Stefani berjongkok di depan Chiko sambil memberinya makan. Chiko terlihat jauh lebih sehat setelah seminggu yang lalu sempat sakit flu dan demam. Dia melahap dogfood yang diberikan Stefani dengan semangat, cenderung rakus sebenarnya.

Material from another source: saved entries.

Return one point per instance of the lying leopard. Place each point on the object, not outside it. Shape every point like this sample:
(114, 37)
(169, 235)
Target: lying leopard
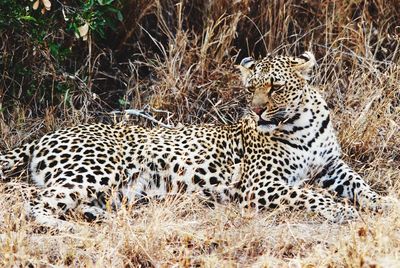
(262, 161)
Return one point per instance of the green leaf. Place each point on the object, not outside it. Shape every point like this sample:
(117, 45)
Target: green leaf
(119, 15)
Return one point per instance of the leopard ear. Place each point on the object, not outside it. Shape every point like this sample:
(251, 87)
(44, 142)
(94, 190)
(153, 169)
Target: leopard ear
(304, 63)
(246, 68)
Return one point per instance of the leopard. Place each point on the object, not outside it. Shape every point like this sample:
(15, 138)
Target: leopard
(283, 154)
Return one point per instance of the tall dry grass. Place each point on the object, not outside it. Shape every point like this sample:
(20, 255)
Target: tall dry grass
(181, 62)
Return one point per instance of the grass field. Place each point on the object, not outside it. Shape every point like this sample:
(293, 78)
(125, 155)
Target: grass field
(184, 69)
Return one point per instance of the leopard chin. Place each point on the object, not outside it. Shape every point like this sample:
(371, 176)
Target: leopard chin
(271, 124)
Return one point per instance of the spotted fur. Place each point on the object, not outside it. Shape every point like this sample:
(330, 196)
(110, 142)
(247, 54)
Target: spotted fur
(262, 161)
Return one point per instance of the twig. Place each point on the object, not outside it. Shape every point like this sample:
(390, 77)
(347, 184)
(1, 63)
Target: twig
(143, 114)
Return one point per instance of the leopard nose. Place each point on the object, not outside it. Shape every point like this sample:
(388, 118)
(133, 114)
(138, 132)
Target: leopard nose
(257, 110)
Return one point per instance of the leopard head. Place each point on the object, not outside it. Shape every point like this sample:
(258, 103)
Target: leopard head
(276, 86)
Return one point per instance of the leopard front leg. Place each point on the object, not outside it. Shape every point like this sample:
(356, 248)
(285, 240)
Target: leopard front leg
(345, 182)
(277, 194)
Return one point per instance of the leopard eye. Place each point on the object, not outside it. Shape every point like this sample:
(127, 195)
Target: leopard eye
(275, 88)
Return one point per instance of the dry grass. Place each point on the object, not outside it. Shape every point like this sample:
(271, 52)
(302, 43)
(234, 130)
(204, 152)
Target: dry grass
(192, 76)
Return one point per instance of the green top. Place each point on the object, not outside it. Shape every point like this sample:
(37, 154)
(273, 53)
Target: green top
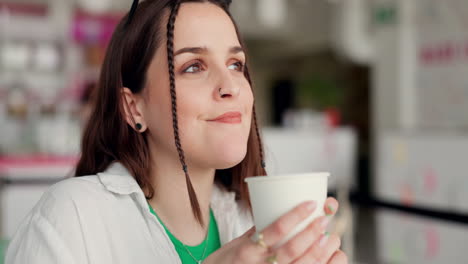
(197, 251)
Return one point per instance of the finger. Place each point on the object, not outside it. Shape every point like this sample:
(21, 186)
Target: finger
(298, 245)
(321, 251)
(339, 258)
(281, 227)
(331, 206)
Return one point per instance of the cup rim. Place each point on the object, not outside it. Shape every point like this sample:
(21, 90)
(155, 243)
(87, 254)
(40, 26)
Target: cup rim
(286, 177)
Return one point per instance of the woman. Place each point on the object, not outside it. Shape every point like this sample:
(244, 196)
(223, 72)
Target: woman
(146, 199)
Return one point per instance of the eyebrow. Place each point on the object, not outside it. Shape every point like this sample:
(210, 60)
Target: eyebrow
(201, 50)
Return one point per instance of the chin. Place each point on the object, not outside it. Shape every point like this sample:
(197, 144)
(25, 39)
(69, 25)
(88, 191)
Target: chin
(228, 158)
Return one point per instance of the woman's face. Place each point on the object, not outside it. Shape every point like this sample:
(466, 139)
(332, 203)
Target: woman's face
(208, 57)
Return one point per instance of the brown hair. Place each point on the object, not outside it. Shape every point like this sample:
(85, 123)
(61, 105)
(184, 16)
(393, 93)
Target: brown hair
(108, 137)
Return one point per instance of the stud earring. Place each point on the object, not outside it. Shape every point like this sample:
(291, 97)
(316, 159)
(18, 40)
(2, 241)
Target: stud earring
(138, 126)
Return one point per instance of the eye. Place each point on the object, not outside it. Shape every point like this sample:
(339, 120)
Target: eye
(194, 68)
(238, 66)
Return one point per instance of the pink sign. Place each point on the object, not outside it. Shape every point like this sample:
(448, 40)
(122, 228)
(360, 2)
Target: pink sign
(94, 29)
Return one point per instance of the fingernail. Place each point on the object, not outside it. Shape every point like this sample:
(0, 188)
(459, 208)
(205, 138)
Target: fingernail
(324, 239)
(311, 205)
(325, 221)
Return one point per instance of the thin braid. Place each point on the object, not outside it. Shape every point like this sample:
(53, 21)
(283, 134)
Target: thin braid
(170, 58)
(260, 145)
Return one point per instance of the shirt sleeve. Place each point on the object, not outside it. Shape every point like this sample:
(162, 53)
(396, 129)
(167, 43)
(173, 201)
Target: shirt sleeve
(51, 233)
(38, 242)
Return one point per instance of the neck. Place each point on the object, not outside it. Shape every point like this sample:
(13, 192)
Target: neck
(171, 199)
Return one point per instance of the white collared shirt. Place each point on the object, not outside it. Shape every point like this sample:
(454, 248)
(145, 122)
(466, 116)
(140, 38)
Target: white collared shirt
(105, 218)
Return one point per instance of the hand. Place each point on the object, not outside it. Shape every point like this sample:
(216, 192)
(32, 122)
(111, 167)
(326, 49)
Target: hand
(309, 246)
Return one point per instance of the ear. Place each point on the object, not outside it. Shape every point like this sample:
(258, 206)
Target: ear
(133, 107)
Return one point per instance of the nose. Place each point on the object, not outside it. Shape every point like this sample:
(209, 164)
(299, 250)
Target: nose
(226, 87)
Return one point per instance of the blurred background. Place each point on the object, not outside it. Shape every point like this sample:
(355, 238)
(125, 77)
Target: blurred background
(375, 91)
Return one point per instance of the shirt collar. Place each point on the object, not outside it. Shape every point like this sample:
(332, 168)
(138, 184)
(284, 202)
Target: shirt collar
(117, 179)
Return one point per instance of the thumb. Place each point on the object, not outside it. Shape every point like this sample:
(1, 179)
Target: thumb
(249, 232)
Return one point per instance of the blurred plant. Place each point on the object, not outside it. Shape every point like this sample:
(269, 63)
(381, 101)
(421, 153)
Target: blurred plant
(319, 93)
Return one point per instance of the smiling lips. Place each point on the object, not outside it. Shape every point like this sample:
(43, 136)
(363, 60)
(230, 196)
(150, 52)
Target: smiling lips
(229, 117)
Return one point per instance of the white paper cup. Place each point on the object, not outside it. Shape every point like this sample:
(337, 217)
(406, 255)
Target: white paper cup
(274, 196)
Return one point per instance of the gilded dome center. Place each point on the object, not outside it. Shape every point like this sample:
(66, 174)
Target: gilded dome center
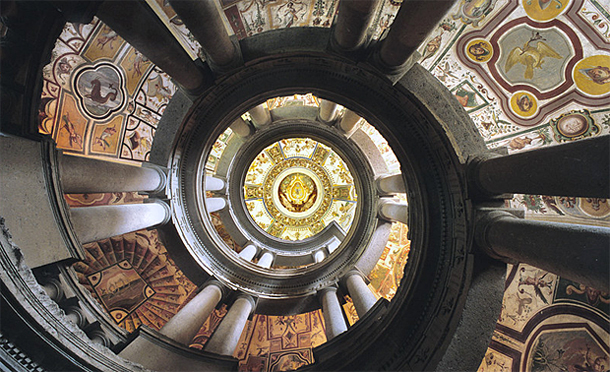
(296, 187)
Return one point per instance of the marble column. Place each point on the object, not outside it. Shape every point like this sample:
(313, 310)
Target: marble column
(351, 30)
(214, 184)
(348, 121)
(95, 223)
(183, 326)
(225, 338)
(138, 24)
(391, 184)
(215, 204)
(414, 21)
(266, 260)
(260, 115)
(204, 21)
(332, 312)
(393, 210)
(241, 128)
(248, 252)
(577, 252)
(84, 175)
(360, 293)
(319, 256)
(328, 111)
(580, 168)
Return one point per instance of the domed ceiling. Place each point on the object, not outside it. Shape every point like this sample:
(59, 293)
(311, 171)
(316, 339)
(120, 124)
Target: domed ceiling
(530, 73)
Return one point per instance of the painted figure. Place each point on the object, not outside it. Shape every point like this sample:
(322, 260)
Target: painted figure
(96, 92)
(479, 51)
(73, 137)
(524, 103)
(530, 56)
(599, 74)
(107, 36)
(102, 140)
(538, 283)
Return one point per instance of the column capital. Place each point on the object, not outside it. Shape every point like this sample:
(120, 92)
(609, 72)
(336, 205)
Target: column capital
(162, 172)
(214, 282)
(247, 297)
(484, 219)
(331, 288)
(353, 272)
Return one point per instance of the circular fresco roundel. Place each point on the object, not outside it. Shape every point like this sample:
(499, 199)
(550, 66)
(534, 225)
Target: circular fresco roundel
(100, 90)
(296, 187)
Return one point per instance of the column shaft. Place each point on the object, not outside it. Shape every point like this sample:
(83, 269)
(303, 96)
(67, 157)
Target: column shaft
(328, 111)
(266, 260)
(392, 210)
(84, 175)
(414, 21)
(577, 252)
(260, 115)
(348, 121)
(214, 184)
(580, 168)
(204, 21)
(360, 293)
(248, 252)
(319, 256)
(332, 312)
(215, 204)
(353, 22)
(137, 23)
(95, 223)
(225, 338)
(241, 128)
(392, 184)
(183, 326)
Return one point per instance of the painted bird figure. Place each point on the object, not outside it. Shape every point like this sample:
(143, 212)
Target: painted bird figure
(530, 56)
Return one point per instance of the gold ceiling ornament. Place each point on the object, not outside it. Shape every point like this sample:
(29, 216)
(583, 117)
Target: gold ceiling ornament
(295, 187)
(297, 192)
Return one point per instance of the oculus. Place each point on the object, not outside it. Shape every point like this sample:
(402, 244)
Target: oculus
(297, 187)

Sesekali Stefani menggodanya dengan menyembunyikan potongan-potongan dogfood itu di balik punggungnya. Chiko yang polos, atau mungkin mudah dibodohi lebih tepatnya, akan kebingungan dan memasang wajah memelas. Melihat reaksi Chiko yang menggemaskan akan membuat Stefani tertawa terkekeh-kekeh, lalu mengeluarkan dogfood yang dia sembunyikan, dan menyuapi Chiko kembali. Melihat wajahnya yang begitu ceria dan bahagia membuatku tak sampai hati untuk mengatakan isi hatiku padanya. Aku berniat mengatakan pada Stefani kalau bayangan Rina menghantuiku dan aku berniat menghubunginya, tapi aku justru takut itu akan melukai perasaan Stefani. Selain itu, aku bisa terlihat lemah karena masih dihantui oleh bayangan mantanku itu.
“Ndra!”
Suara Stefani membangunkanku dari lamunan dalam soal Rina.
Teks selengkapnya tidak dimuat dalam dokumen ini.